The deer stood before us, gazing intently. The right half of its face was caved in, and from the wound, antlers grew, extending up and into the branches above it. They billowed thick and gnarled, like frozen smoke.
Around it, from either side, heads of deer hung like trophies, encrusted down to the eyes in the same dark material, not quite catching the light. I stood, delirious with the smell, under a canopy covered in the stuff. Hard, finely twisted antlers gnarled together into great burls, half-forming the shapes of heads, or hooves.
Uncle turned my way, looking back to me, smiling.
"You look sick, what's wrong? It's only a deer."
I bolted wild through the night, and woke up sometime later by by the side of the road, surrounded by paramedics. My memories for the next few weeks were fuzzy, full of hospital rooms, and doctors, and tubes.
Suicide, they said. Evidence was found in a nearby section of forest. Chunks of brain matter, splattered by gunshot on nearby trees. A flashlight, and some clothes, a couple scattered bones. As for his body, they said the scavengers must have come after it. My name was cleared quickly enough, as it went, after they learned what was inside of my head. Some kind of poison, biological in nature, neurotoxic. Said I was lucky I came out with only minor brain damage. Only thing that saved me was that I was found unconscious on the roadside days before his estimated time of death.
I sometimes hallucinate now, seeing antlers, trees, hearing the clicks of hooves.

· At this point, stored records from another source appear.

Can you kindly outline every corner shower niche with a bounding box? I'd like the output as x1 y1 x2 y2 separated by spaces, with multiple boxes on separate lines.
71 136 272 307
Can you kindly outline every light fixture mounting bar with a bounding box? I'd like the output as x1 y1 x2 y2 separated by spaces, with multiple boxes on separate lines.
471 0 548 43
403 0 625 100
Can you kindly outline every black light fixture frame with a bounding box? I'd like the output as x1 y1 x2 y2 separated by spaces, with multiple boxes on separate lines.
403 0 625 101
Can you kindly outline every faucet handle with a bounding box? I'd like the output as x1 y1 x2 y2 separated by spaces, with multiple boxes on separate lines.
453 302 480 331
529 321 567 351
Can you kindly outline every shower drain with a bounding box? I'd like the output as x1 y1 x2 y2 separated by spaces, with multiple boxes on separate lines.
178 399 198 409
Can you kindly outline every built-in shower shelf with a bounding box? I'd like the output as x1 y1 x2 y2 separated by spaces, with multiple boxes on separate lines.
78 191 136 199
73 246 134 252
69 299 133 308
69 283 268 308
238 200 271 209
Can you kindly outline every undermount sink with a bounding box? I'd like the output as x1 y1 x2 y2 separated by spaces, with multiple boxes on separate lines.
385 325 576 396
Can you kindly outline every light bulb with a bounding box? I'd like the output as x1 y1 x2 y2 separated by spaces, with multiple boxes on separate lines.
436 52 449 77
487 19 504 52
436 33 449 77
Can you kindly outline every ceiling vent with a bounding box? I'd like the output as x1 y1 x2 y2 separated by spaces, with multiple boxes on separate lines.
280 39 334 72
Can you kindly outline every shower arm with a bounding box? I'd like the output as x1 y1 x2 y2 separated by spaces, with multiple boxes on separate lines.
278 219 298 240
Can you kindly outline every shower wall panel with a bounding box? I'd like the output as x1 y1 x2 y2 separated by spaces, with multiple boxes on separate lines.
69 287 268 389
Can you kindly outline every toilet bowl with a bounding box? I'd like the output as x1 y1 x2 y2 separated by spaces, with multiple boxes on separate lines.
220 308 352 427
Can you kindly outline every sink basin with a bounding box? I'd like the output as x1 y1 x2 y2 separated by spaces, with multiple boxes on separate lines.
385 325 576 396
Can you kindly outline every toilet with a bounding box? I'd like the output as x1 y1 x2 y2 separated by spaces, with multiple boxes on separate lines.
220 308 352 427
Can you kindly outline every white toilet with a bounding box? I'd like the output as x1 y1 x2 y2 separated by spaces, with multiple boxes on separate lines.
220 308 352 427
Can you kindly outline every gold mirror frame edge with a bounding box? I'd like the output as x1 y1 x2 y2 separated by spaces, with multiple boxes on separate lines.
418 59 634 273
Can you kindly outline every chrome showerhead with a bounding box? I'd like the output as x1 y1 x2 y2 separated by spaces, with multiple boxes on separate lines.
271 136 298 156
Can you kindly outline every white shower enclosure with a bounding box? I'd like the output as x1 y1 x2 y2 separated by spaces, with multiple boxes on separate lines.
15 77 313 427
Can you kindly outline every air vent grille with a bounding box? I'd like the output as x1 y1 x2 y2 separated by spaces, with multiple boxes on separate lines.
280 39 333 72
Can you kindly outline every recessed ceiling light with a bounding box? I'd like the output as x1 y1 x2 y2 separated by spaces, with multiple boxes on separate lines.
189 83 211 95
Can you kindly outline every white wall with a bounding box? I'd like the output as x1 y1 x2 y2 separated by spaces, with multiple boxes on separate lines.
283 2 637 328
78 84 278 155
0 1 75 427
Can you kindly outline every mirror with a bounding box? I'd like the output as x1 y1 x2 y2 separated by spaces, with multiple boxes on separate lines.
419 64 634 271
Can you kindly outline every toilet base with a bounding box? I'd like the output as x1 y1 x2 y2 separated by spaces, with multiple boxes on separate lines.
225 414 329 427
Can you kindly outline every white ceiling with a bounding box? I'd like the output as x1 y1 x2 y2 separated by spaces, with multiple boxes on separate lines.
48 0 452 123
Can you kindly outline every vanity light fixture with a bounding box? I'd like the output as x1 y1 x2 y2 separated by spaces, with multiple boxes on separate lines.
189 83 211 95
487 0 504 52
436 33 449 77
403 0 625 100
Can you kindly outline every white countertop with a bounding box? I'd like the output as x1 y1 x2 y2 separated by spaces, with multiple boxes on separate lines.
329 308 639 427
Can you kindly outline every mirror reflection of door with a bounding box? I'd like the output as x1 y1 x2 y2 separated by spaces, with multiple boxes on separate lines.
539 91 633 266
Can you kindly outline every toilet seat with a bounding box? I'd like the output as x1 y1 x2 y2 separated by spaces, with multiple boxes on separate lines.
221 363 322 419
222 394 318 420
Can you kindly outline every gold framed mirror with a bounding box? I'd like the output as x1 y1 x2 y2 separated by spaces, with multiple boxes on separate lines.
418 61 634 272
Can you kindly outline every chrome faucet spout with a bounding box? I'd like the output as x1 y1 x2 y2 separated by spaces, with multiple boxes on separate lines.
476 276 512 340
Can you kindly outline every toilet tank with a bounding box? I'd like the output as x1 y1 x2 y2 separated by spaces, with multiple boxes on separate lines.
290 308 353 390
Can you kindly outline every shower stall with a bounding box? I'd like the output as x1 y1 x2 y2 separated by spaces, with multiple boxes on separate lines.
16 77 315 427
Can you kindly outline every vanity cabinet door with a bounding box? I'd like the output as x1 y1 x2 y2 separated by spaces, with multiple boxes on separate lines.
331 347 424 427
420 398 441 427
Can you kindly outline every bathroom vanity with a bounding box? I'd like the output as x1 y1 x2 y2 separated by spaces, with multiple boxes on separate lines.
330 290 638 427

They blame it on brain damage, but these folk blame that for all sorts of things, never bothering to go and look. On warmer days, through the humidity and the still, heavy air, a smell sometimes wafts into my yard from the south. A sweet smell, like honey, like taxidermy and rot. That still, in that direction, my uncle waits, among the crown of horns.
I take up the scent deeply, now, as repulsive as it once was, and know, quietly in my heart, that my uncle did not die.